Surface area + expression of a variable from formula - examples
- Quadrangular pyramid
The regular quadrangular pyramid has a base length of 6 cm and a side edge length of 9 centimeters. Calculate its volume and surface area.
- Axial cut of a rectangle
Calculate the volume and surface of the cylinder whose axial cut is a rectangle 15 cm wide with a diagonal of 25 cm long.
- Area to volume
If the surface area of a cube is 486, find its volume.
The sum of all cube edges is 30cm. Find the surface area of the cube.
How high is the airplane's pilot to see 0.001 of Earth's surface?
- Rectangular cuboid
The rectangular cuboid has a surface area 5334 cm2, its dimensions are in the ratio 2:4:5. Find the volume of this rectangular cuboid.
- Cone A2V
Surface of cone in the plane is a circular arc with central angle of 126° and area 415 cm2. Calculate the volume of a cone.

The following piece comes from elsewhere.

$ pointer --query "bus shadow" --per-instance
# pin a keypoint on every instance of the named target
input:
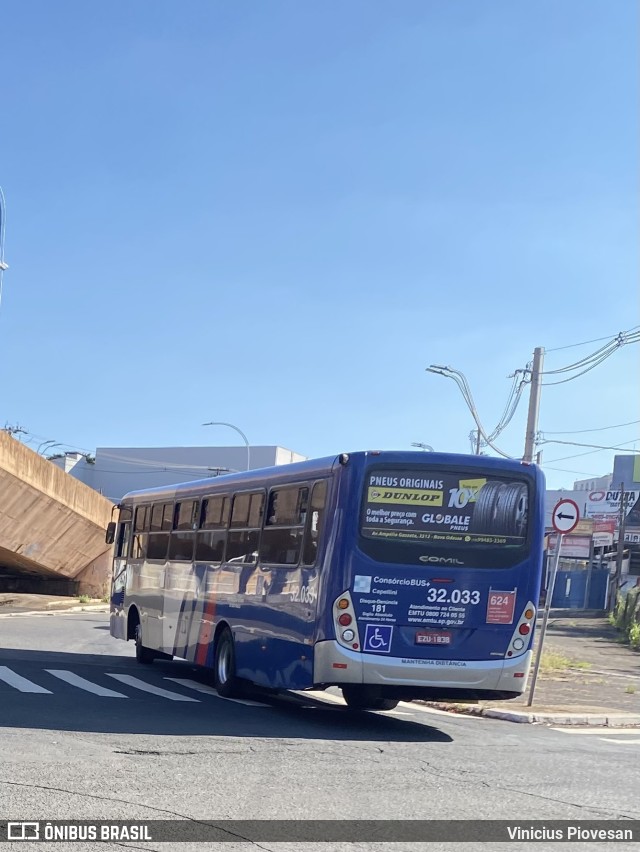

The cube has area of base 225 mm2. Calculate the edge length, volume and area of its surface.
- Prism X
The prism with the edges of the lengths x cm, 2x cm and 3x cm has volume 20250 cm3. What is the area of surface of the prism?
- Sphere A2V
Surface of the sphere is 241 mm2. What is its volume?
- Iron sphere
Iron sphere has weight 100 kg and density ρ = 7600 kg/m3. Calculate the volume, surface and diameter of the sphere.
- Nice prism
Calculate the surface of the cuboid if the sum of its edges is a + b + c = 19 cm and the body diagonal size u = 13 cm.
- Equilateral cylinder
Equilateral cylinder (height = base diameter; h = 2r) has a volume of V = 199 cm3 . Calculate the surface area of the cylinder.
- Angle of deviation
The surface of the rotating cone is 30 cm2 (with circle base), its surface area is 20 cm2. Calculate the deviation of the side of this cone from the plane of the base.
- Triangular pyramid
It is given perpendicular regular triangular pyramid: base side a = 5 cm, height v = 8 cm, volume V = 28.8 cm3. What is it content (surface area)?
- Prism - box
The base of prism is a rectangle with a side of 7.5 cm and 12.5 cm diagonal. The volume of the prism is V = 0.9 dm3. Calculate the surface of the prism.
- Above Earth
To what height must a boy be raised above the earth in order to see one-fifth of its surface.
- Volume and surface
Calculate the volume and surface area of the cylinder when the cylinder height and base diameter is in a ratio of 3:4 and the area of the cylinder jacket is 24 dm2.
- Cone container
Rotary cone-shaped container has a volume 1000 cubic cm and a height 12 cm. Calculate how much metal we need for making this package.
Aviator sees part of the earth's surface with an area of 200,000 square kilometers. How high he flies?